In Jesse McKittrick's line of work, the danger is usually pretty obvious.
But since the coronavirus pandemic began in March, that hasn't really been the case.
On every call for Frederick County Fire and Rescue, McKittrick and his colleagues have been wearing extra layers of personal protective equipment to shield themselves from an invisible, life-threatening enemy.
On Tuesday afternoon, McKittrick received yet another one, along with the peace of mind that it brings.
McKittrick, a 16-year veteran with Frederick County Fire and Rescue Services, was among the Frederick County first responders to receive the first injection of the two-dose COVID-19 vaccine from drug manufacturer Moderna.
The vaccinations were among the first to be administered by the Frederick County Health Department at one of its primary COVID-response sites, the Scott Key Center on Rocky Springs Road.
McKittrick's job brings him into potential contact with the virus on just about every shift, and he has been worried about bringing it home and spreading it around.

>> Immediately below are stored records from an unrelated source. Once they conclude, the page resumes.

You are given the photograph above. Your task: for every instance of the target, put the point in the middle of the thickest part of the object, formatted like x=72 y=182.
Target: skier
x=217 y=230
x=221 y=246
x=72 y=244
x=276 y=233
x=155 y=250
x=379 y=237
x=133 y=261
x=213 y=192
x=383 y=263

"For me personally, I have been stressing over it for sure," he said.
So, being among the first to receive the vaccine brought him "a lot of relief."
He figured that he and his colleagues would be near the front of the line, but guessed that it might be mid-January before they received it given the limited supply at the onset of the rollout.

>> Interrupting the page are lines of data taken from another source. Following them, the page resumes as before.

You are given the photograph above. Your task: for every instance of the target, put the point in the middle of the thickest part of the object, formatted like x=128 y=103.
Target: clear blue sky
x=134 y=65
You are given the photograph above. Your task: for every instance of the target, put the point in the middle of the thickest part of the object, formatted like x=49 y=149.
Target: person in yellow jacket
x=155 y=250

The county health department was planning on running the first of its vaccine clinics for first responders — in this case for Frederick County Fire and Rescue personnel and for those administering the shots — from 1-3 p.m. on Wednesday. But after receiving the shipment of Moderna vaccine a day earlier than expected, they moved the timeline up by 24 hours and notified the fire department.
"People need it," Dr. Randall Culpepper, the deputy health officer for Frederick County, said on a day the county's seven-day, rolling positivity rate surpassed 10 percent for the first time since May 28 (10.44 percent).
It now stands at 10.74 percent after jumping nearly a full percentage point from the previous day (9.79 percent).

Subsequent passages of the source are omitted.